I don’t think that Abbas is the Machiavellian demon some believe him to be. Equally, the idea that the Palestinian leader is a transparently uncomplicated moderate is absurd. David Pollock of the Washington Institute for Near East Policy summarized the Abbas dilemma elegantly in a interview I conducted with him for the latest issue of Fathom, a magazine covering Middle East affairs.

“Shortly after the kidnapping of the three Israeli teenagers who were later murdered in the West Bank, at a meeting of the Organisation of the Islamic Conference, Abbas made quite a conciliatory speech, defending the need to cooperate with Israel against terrorism,” Pollock told me. “But then at other times Abbas does or says things that point in the opposite direction. He meets with terrorists whom he released from prison and praises them. He allows his spokesmen to continue to glorify terrorism in official media.
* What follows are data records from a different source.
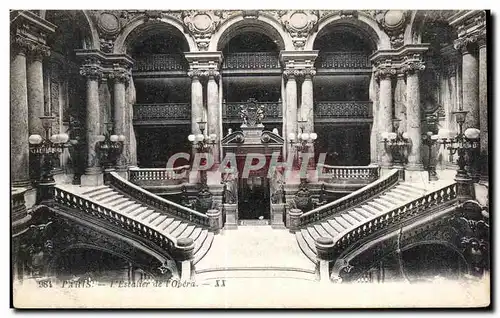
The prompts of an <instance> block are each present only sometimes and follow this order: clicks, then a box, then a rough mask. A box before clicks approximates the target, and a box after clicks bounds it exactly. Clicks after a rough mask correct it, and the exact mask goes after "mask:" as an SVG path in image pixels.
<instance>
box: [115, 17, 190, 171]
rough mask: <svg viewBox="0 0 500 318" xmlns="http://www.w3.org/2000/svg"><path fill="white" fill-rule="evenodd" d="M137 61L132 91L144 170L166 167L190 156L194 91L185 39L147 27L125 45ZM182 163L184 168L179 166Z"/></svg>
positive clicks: (141, 158) (187, 43) (136, 136)
mask: <svg viewBox="0 0 500 318" xmlns="http://www.w3.org/2000/svg"><path fill="white" fill-rule="evenodd" d="M125 45H126V49H127V53H128V54H129V55H130V56H132V58H134V60H135V61H136V62H135V65H134V68H133V70H132V78H133V81H132V82H131V84H132V85H130V86H131V88H132V89H133V90H134V93H135V98H134V100H135V102H134V104H133V105H131V107H132V108H133V112H134V114H133V118H134V129H135V132H136V140H137V161H138V165H139V166H140V167H165V166H166V163H167V161H168V158H169V157H170V156H172V155H173V154H174V153H175V152H179V151H184V152H189V150H190V145H189V144H188V141H187V135H188V134H189V133H190V120H191V119H190V116H191V112H190V109H191V108H190V100H191V95H190V90H191V82H190V79H189V77H188V76H187V70H188V64H187V61H186V60H185V58H184V52H187V51H189V43H188V41H187V40H186V38H185V36H184V34H182V33H181V32H180V31H179V30H178V29H176V28H175V27H173V26H171V25H168V24H166V23H149V24H142V25H140V26H138V27H137V28H135V29H134V30H133V31H132V32H130V34H129V35H128V37H127V38H126V41H125ZM176 164H183V163H179V162H176Z"/></svg>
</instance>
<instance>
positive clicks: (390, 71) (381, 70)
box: [374, 62, 397, 79]
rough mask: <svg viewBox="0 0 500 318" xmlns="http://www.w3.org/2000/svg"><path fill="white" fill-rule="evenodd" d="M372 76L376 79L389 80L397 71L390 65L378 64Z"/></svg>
mask: <svg viewBox="0 0 500 318" xmlns="http://www.w3.org/2000/svg"><path fill="white" fill-rule="evenodd" d="M374 74H375V77H376V78H377V79H388V78H389V79H390V78H391V77H393V76H395V75H396V74H397V69H396V67H395V66H394V65H392V63H387V62H385V63H380V64H378V65H376V67H375V73H374Z"/></svg>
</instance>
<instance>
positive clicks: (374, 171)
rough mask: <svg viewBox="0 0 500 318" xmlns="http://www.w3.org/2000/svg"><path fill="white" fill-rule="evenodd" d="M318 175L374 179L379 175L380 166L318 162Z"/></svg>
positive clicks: (323, 175) (374, 179)
mask: <svg viewBox="0 0 500 318" xmlns="http://www.w3.org/2000/svg"><path fill="white" fill-rule="evenodd" d="M317 166H318V167H319V168H321V170H319V171H318V172H319V176H320V177H325V176H326V177H329V178H332V179H368V180H376V179H378V177H379V175H380V167H376V166H330V165H327V164H322V163H318V164H317Z"/></svg>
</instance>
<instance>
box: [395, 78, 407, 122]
mask: <svg viewBox="0 0 500 318" xmlns="http://www.w3.org/2000/svg"><path fill="white" fill-rule="evenodd" d="M394 117H395V118H397V119H399V120H401V121H400V122H399V127H402V128H400V130H401V129H402V130H403V131H404V129H406V83H405V73H404V72H398V73H397V80H396V87H395V88H394Z"/></svg>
Still, for all of Abbas’s failures, you have to credit him with shrewdness on this front: he’s persuaded most of the world that there’s a deal to be made if only Netanyahu would abandon his “Greater Israel” doctrine. He therefore gets away with the kind of incendiary rhetoric that, over the last few months, has involved comparisons between Israel and Nazi Germany, accusations of Israeli “genocide,” and a bloodcurdling appeal to stop Jews (whom he described as a “herd of cattle”) from praying at the Temple Mount in Jerusalem “by any means.”